Auto Recycling Recent Trends, Opportunities, and Challenges
Did you know that the automobile is the single most recycled consumer product in the United States?
People with junk cars take them directly to a scrap auto business or trade them in at an automobile dealership, but eventually, they end up at an auto wrecker for recycling. At the wrecking yard, all the reusable parts of a vehicle, including wheels, windows, trunk lids, hoods, seats, and doors are removed. At the same time, for environmentally responsible recycling, mercury switches are removed, and cars are drained of fluids.
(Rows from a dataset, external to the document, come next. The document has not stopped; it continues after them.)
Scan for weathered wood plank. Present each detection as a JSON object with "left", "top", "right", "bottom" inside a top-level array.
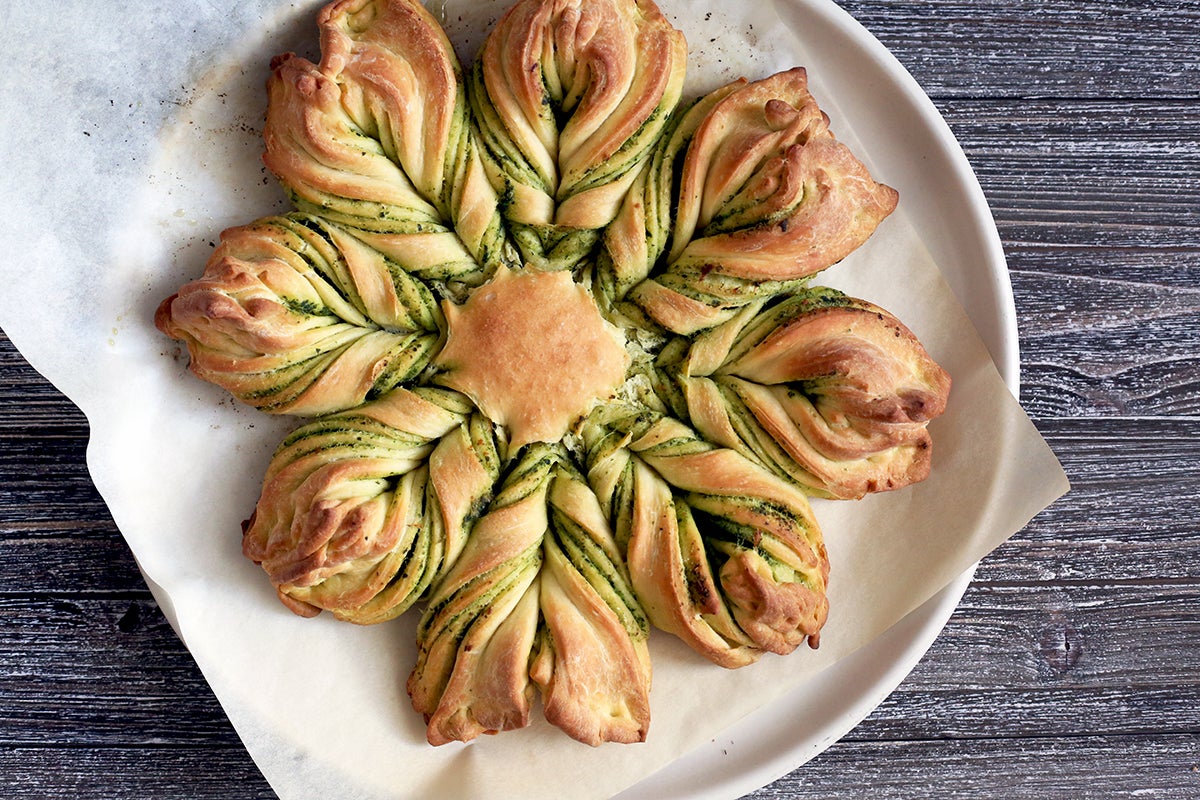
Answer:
[
  {"left": 946, "top": 99, "right": 1200, "bottom": 155},
  {"left": 753, "top": 733, "right": 1200, "bottom": 799},
  {"left": 0, "top": 417, "right": 116, "bottom": 529},
  {"left": 0, "top": 473, "right": 114, "bottom": 526},
  {"left": 858, "top": 582, "right": 1200, "bottom": 731},
  {"left": 0, "top": 335, "right": 124, "bottom": 532},
  {"left": 0, "top": 536, "right": 147, "bottom": 594},
  {"left": 0, "top": 746, "right": 275, "bottom": 800},
  {"left": 935, "top": 99, "right": 1200, "bottom": 250},
  {"left": 1008, "top": 249, "right": 1200, "bottom": 418},
  {"left": 1, "top": 734, "right": 1199, "bottom": 799},
  {"left": 836, "top": 0, "right": 1200, "bottom": 101},
  {"left": 861, "top": 683, "right": 1200, "bottom": 745},
  {"left": 1036, "top": 418, "right": 1200, "bottom": 486},
  {"left": 1017, "top": 336, "right": 1200, "bottom": 418},
  {"left": 0, "top": 597, "right": 239, "bottom": 745},
  {"left": 977, "top": 418, "right": 1200, "bottom": 583},
  {"left": 1011, "top": 270, "right": 1200, "bottom": 344},
  {"left": 1007, "top": 245, "right": 1200, "bottom": 290}
]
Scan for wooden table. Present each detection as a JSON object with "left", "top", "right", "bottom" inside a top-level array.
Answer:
[{"left": 2, "top": 1, "right": 1197, "bottom": 796}]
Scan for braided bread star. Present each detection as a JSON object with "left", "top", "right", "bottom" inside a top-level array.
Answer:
[{"left": 155, "top": 0, "right": 951, "bottom": 746}]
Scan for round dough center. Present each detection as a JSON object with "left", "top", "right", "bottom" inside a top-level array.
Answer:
[{"left": 433, "top": 266, "right": 630, "bottom": 449}]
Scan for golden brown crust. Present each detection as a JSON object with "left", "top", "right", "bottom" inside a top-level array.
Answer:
[
  {"left": 421, "top": 577, "right": 542, "bottom": 745},
  {"left": 532, "top": 472, "right": 651, "bottom": 745},
  {"left": 626, "top": 68, "right": 900, "bottom": 334},
  {"left": 593, "top": 81, "right": 743, "bottom": 326},
  {"left": 155, "top": 215, "right": 441, "bottom": 416},
  {"left": 471, "top": 0, "right": 687, "bottom": 270},
  {"left": 622, "top": 461, "right": 761, "bottom": 668},
  {"left": 719, "top": 550, "right": 827, "bottom": 653},
  {"left": 582, "top": 407, "right": 829, "bottom": 667},
  {"left": 409, "top": 446, "right": 650, "bottom": 745},
  {"left": 263, "top": 54, "right": 446, "bottom": 230},
  {"left": 264, "top": 0, "right": 514, "bottom": 282},
  {"left": 433, "top": 265, "right": 630, "bottom": 450},
  {"left": 668, "top": 290, "right": 951, "bottom": 499},
  {"left": 407, "top": 469, "right": 545, "bottom": 744},
  {"left": 241, "top": 388, "right": 495, "bottom": 624},
  {"left": 318, "top": 0, "right": 460, "bottom": 201}
]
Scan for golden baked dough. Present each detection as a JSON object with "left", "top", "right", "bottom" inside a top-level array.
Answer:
[
  {"left": 601, "top": 68, "right": 899, "bottom": 334},
  {"left": 242, "top": 388, "right": 498, "bottom": 623},
  {"left": 409, "top": 444, "right": 650, "bottom": 746},
  {"left": 155, "top": 214, "right": 442, "bottom": 415},
  {"left": 593, "top": 82, "right": 740, "bottom": 325},
  {"left": 156, "top": 0, "right": 951, "bottom": 747},
  {"left": 264, "top": 0, "right": 516, "bottom": 287},
  {"left": 583, "top": 404, "right": 828, "bottom": 668},
  {"left": 657, "top": 288, "right": 952, "bottom": 499},
  {"left": 433, "top": 265, "right": 630, "bottom": 449},
  {"left": 470, "top": 0, "right": 687, "bottom": 271}
]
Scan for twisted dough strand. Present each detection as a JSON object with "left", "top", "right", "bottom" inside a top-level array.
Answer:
[
  {"left": 155, "top": 214, "right": 442, "bottom": 415},
  {"left": 265, "top": 0, "right": 517, "bottom": 287},
  {"left": 409, "top": 444, "right": 651, "bottom": 745},
  {"left": 593, "top": 83, "right": 739, "bottom": 326},
  {"left": 408, "top": 445, "right": 551, "bottom": 745},
  {"left": 469, "top": 0, "right": 686, "bottom": 271},
  {"left": 659, "top": 288, "right": 952, "bottom": 499},
  {"left": 608, "top": 68, "right": 900, "bottom": 334},
  {"left": 241, "top": 388, "right": 498, "bottom": 623},
  {"left": 583, "top": 404, "right": 828, "bottom": 668}
]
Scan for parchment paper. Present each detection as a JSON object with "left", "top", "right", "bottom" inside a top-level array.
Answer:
[{"left": 0, "top": 1, "right": 1068, "bottom": 798}]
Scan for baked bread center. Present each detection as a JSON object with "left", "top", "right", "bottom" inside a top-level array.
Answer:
[{"left": 433, "top": 266, "right": 630, "bottom": 449}]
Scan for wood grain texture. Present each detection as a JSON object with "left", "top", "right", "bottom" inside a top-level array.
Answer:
[
  {"left": 949, "top": 100, "right": 1200, "bottom": 250},
  {"left": 835, "top": 0, "right": 1200, "bottom": 100},
  {"left": 2, "top": 0, "right": 1199, "bottom": 797},
  {"left": 747, "top": 735, "right": 1200, "bottom": 799},
  {"left": 0, "top": 747, "right": 275, "bottom": 800},
  {"left": 0, "top": 596, "right": 241, "bottom": 746}
]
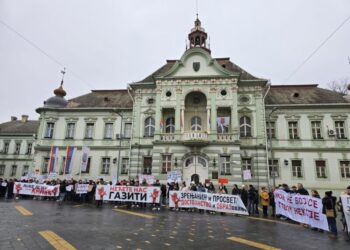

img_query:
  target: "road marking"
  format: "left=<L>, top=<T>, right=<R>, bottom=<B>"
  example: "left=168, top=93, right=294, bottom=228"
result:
left=227, top=236, right=281, bottom=250
left=245, top=216, right=300, bottom=227
left=112, top=209, right=155, bottom=219
left=15, top=206, right=33, bottom=216
left=39, top=230, right=77, bottom=250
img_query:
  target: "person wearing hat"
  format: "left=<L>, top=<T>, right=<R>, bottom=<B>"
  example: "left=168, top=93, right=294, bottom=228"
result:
left=322, top=191, right=337, bottom=239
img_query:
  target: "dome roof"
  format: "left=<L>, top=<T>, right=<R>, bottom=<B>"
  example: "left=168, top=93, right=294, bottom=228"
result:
left=44, top=95, right=68, bottom=108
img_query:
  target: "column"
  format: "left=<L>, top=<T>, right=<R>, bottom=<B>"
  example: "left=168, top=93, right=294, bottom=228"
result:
left=181, top=108, right=185, bottom=133
left=207, top=107, right=211, bottom=133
The remaining hulk of the car enters the shredder. Then, it gets ripped into fist-sized chunks of nonferrous metals, steel, and fluffs (non-recyclable plastics, glass, rubber, etc.). The steel and iron are magnetically separated from other contents and recycled. Then, the metal scrap is shipped to steel mills where it is used to produce new steel. Some metal scrap goes to secondary processors (often scrap brokers) as well.
Every year, more than 18 million tons of steel from automobiles are recycled by the steel industry. Approximately, 86 percent of a car’s material content is recycled, reused or used for energy recovery. About 60 percent of a passenger vehicle consists of steel and iron. The steel used to make a brand new car contains at least 25 percent of recycled content. Recycled steel from old car is used to make car shell, hood, trunk, door and quarter panels.